François COUPERIN dit Le Grand (1668-1733)

Concert instrumental sous le titre d’Apothéose composée à la mémoire immortelle de l’incomparable Monsieur de Lully (1725)

François COLIN DE BLAMONT (1690-1760)

Les Festes Grecques et Romaines (1723)

Circé (v.1729-1736), sur un texte de Jean-Baptiste Rousseau

Les Ombres :

Mélodie Ruvio (mezzo-soprano), Manuel Weber (comédien), Sylvain Sartre et Sarah van Cornewal (traversos), Katharina Heutjer et Jérôme van Waerbeke (violons), Mélanie Flahaut (basson), Margaux Blanchard (viole de gambe), Vincent Flückiger (théorbe), Nadja Lesaulnier (clavecin)

Direction Sylvain Sartre et Margaux Blanchard

68’00, éditions Ambronay, enr. 2010.

Les Festes Grecques et Romaines - Chaconne

 

"Moi qui sais des lais pour les reines

Les complaintes de mes années

Des hymnes d'esclave aux murènes

La romance du mal-aimé

Et des chansons pour les sirènes." (Guillaume Apollinaire)

Lors de son entrée dans la sphère versaillaise en 1725, la reine Marie Leszczynska (1703-1768) désira perpétuer les soirées d’appartement qu’avait instaurées le Roi Soleil. De petits concerts ont ainsi été donnés très régulièrement tout au long du règne de Louis XV, astreignant les Surintendants de la Musique à un travail de composition et d’organisation incessant. André Cardinal Destouches (1672-1749) et François Colin de Blamont partagèrent cette tâche, avec une alternance de six mois chacun. Les concerts comportaient généralement trois parties, à l’image du programme que les Ombres nous offrent d’écouter dans leur premier enregistrement. Le siècle des Lumières fit la part belle à l’Antiquité ! Apollon nous invite ainsi à le suivre au Parnasse où Lully et Corelli, accompagnés des Muses française et italiennes, se célèbrent l’un et l’autre ; de là, nous entendons les plaintes et les tourments amoureux de Circé, magicienne qu’Ulysse rencontra lors de son retour à Ithaque et à qui elle abandonna son cœur. Quelques pas de danse enfin nous entrainent aux Festes Grecques et Romaines.

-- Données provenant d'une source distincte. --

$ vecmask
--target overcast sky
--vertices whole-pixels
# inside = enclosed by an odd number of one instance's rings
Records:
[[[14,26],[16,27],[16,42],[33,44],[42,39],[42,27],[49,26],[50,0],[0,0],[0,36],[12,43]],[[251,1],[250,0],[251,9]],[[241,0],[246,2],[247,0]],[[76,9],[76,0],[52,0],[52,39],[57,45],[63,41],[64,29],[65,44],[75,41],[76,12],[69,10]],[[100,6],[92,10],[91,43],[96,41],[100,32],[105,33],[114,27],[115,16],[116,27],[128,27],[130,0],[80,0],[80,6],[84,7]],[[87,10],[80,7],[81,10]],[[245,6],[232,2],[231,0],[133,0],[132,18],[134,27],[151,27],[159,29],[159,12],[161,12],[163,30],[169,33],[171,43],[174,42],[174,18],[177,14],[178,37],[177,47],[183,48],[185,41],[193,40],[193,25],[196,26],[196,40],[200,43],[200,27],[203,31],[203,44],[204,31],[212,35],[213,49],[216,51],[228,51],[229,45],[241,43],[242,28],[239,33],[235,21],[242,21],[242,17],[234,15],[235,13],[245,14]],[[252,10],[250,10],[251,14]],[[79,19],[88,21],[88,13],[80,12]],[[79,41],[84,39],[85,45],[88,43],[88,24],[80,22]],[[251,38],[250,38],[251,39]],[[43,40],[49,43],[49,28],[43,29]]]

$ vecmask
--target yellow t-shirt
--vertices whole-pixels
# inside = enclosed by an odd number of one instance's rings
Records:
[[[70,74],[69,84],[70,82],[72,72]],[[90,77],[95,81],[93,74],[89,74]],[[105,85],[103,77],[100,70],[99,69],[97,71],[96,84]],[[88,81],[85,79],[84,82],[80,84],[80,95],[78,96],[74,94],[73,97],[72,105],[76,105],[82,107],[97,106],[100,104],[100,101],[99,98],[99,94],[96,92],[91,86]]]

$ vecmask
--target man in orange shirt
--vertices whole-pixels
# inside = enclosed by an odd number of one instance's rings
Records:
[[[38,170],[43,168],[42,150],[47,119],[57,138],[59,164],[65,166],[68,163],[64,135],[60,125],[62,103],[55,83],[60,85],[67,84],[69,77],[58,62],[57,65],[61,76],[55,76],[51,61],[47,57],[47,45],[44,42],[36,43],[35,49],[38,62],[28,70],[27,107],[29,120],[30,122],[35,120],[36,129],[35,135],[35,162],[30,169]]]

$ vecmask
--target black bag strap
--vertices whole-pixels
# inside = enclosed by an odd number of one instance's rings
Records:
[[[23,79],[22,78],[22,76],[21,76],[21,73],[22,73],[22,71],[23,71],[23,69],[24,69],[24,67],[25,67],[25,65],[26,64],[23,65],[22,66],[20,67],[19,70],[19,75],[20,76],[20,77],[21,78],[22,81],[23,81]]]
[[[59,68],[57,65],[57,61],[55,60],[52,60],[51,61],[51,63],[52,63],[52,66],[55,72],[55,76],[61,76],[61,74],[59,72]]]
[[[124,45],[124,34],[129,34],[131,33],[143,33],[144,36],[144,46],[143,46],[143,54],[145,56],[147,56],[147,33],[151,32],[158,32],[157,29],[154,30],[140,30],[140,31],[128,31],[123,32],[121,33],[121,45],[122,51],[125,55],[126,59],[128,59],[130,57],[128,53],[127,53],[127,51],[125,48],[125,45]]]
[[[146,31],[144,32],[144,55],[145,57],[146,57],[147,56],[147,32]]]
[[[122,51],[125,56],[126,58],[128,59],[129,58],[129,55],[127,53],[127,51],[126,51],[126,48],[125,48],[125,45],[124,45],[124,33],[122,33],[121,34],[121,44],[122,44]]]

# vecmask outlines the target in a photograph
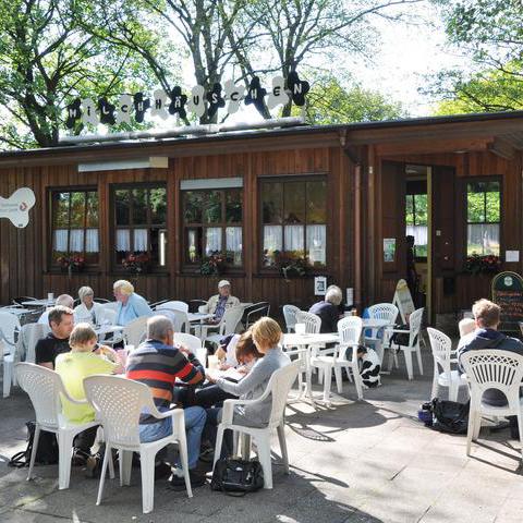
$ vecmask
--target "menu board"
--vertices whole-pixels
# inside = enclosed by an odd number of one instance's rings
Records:
[[[399,280],[392,303],[399,308],[401,323],[406,324],[409,316],[414,312],[414,302],[405,280]]]
[[[501,307],[499,330],[520,332],[523,321],[523,278],[518,272],[500,272],[492,279],[492,302]]]

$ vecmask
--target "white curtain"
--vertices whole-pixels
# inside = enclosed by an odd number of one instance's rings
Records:
[[[134,252],[147,252],[147,229],[134,230]]]
[[[68,251],[68,230],[56,229],[54,230],[54,251],[59,253],[65,253]]]
[[[131,231],[117,229],[117,251],[131,251]]]
[[[205,254],[210,256],[216,251],[221,252],[221,227],[209,227],[205,230]]]
[[[100,250],[98,244],[98,229],[87,229],[85,236],[85,252],[86,253],[98,253]]]
[[[308,260],[326,265],[327,226],[307,226]]]
[[[282,248],[281,226],[264,226],[264,251],[281,251]]]
[[[285,226],[285,251],[305,251],[303,226]]]
[[[427,226],[406,226],[406,235],[414,236],[414,245],[428,245]]]

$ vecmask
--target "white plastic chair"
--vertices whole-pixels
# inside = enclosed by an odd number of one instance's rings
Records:
[[[343,380],[341,370],[352,370],[354,376],[354,385],[356,386],[357,399],[363,399],[363,381],[360,376],[360,367],[357,362],[357,346],[362,336],[362,318],[357,316],[348,316],[338,321],[338,333],[340,343],[336,346],[332,355],[313,355],[311,365],[320,368],[324,372],[324,401],[330,402],[330,384],[332,370],[335,372],[336,385],[338,393],[343,391]],[[352,348],[352,357],[346,360],[346,350]]]
[[[479,436],[483,416],[518,416],[521,452],[523,459],[523,398],[520,388],[523,380],[523,355],[498,349],[469,351],[462,354],[461,365],[465,370],[471,390],[466,455],[471,455],[472,440]],[[496,389],[504,394],[506,406],[491,406],[482,401],[483,393]]]
[[[89,376],[84,379],[84,389],[101,422],[106,438],[106,453],[96,504],[101,503],[107,466],[112,462],[111,449],[118,449],[120,451],[120,486],[130,485],[133,452],[139,452],[142,508],[144,514],[151,512],[155,502],[155,457],[160,449],[170,443],[179,446],[185,486],[188,497],[192,498],[183,410],[159,412],[149,387],[121,376]],[[145,411],[158,419],[171,416],[172,435],[158,441],[142,443],[139,415]]]
[[[0,342],[3,345],[3,397],[11,394],[11,385],[15,384],[13,374],[16,354],[16,335],[20,332],[20,320],[11,313],[0,312]]]
[[[60,490],[69,488],[73,440],[76,435],[99,425],[99,423],[74,424],[65,419],[62,415],[61,397],[77,404],[86,404],[87,401],[71,398],[63,386],[62,378],[54,370],[33,363],[17,363],[15,373],[19,385],[29,396],[36,414],[35,439],[27,481],[33,475],[40,430],[47,430],[48,433],[54,433],[58,439],[58,488]]]
[[[399,345],[397,343],[391,343],[391,346],[388,346],[391,351],[399,349],[405,356],[405,366],[406,374],[409,379],[413,379],[414,369],[412,365],[412,354],[415,352],[417,356],[417,366],[419,368],[419,374],[423,376],[423,363],[422,363],[422,351],[419,349],[419,333],[422,330],[422,319],[423,319],[423,307],[414,311],[409,317],[409,330],[403,329],[389,329],[390,332],[403,332],[409,335],[409,344]],[[393,346],[392,346],[393,345]],[[392,355],[396,361],[396,354]],[[392,358],[389,360],[389,369],[392,368]]]
[[[185,302],[179,302],[177,300],[161,303],[156,307],[157,311],[161,311],[162,308],[168,308],[170,311],[181,311],[182,313],[188,313],[188,304]]]
[[[202,339],[205,341],[210,341],[211,343],[219,343],[221,338],[227,335],[233,335],[236,331],[238,324],[243,316],[243,306],[226,308],[223,316],[219,324],[215,325],[202,325]],[[218,329],[217,335],[207,336],[209,328]]]
[[[368,317],[370,319],[382,319],[387,321],[390,327],[394,326],[399,314],[398,307],[392,303],[377,303],[368,307]],[[382,331],[382,339],[378,338],[380,330]],[[370,329],[370,336],[365,336],[365,345],[369,343],[373,345],[381,364],[384,363],[385,348],[388,345],[389,332],[387,328],[376,328]]]
[[[284,414],[289,391],[294,384],[300,368],[300,362],[295,361],[289,365],[276,370],[269,379],[267,389],[256,400],[226,400],[223,402],[223,411],[221,423],[218,426],[218,434],[215,448],[215,465],[221,453],[221,445],[223,441],[223,430],[231,429],[244,436],[254,439],[258,452],[259,462],[264,470],[264,487],[272,488],[272,464],[270,461],[270,436],[276,429],[280,441],[281,458],[285,474],[289,474],[289,457],[287,453],[285,442],[285,425]],[[264,428],[246,427],[244,425],[235,425],[233,423],[235,405],[254,405],[265,400],[267,397],[272,398],[272,408],[270,411],[269,423]],[[245,449],[245,446],[244,446]],[[244,459],[248,459],[248,453]]]
[[[123,328],[123,340],[126,345],[138,346],[144,341],[147,330],[148,316],[133,319]]]
[[[430,398],[437,398],[439,387],[448,387],[449,400],[458,401],[460,387],[466,387],[466,378],[459,370],[452,370],[452,363],[458,360],[452,358],[452,340],[443,332],[431,327],[427,327],[428,339],[434,357],[434,377]],[[439,372],[441,369],[441,373]]]
[[[288,332],[294,331],[296,325],[296,313],[300,311],[295,305],[283,305],[283,317],[285,318],[285,326]]]

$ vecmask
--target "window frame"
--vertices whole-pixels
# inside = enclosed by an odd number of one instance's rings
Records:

Un vent de fraicheur, d’une légèreté charmante anime ces différentes pièces et si un nuage vient parfois leur donner un peu de gravité, celui-ci n’est jamais que passager. Ce qui séduit avant tout, c’est cette pâte sonore bien particulière, faite de la douceur des flûtes, de la profondeur d’un théorbe, de la sensualité d’une viole et du grain des violons. Mélange troublant de différents timbres qui donne naissance à une sonorité nouvelle et singulière, et exhausse les couleurs harmoniques de chaque morceau. L’Apothéose de Lully devient alors une œuvre de théâtre, pleine de rebondissements, de rumeurs, de sourires et de larmes ("Plaintes des mêmes pour des flûtes ou des violons très adoucis"). Rythmée par la déclamation soignée de Manuel Weber, l’histoire que les Ombres nous racontent prend vie.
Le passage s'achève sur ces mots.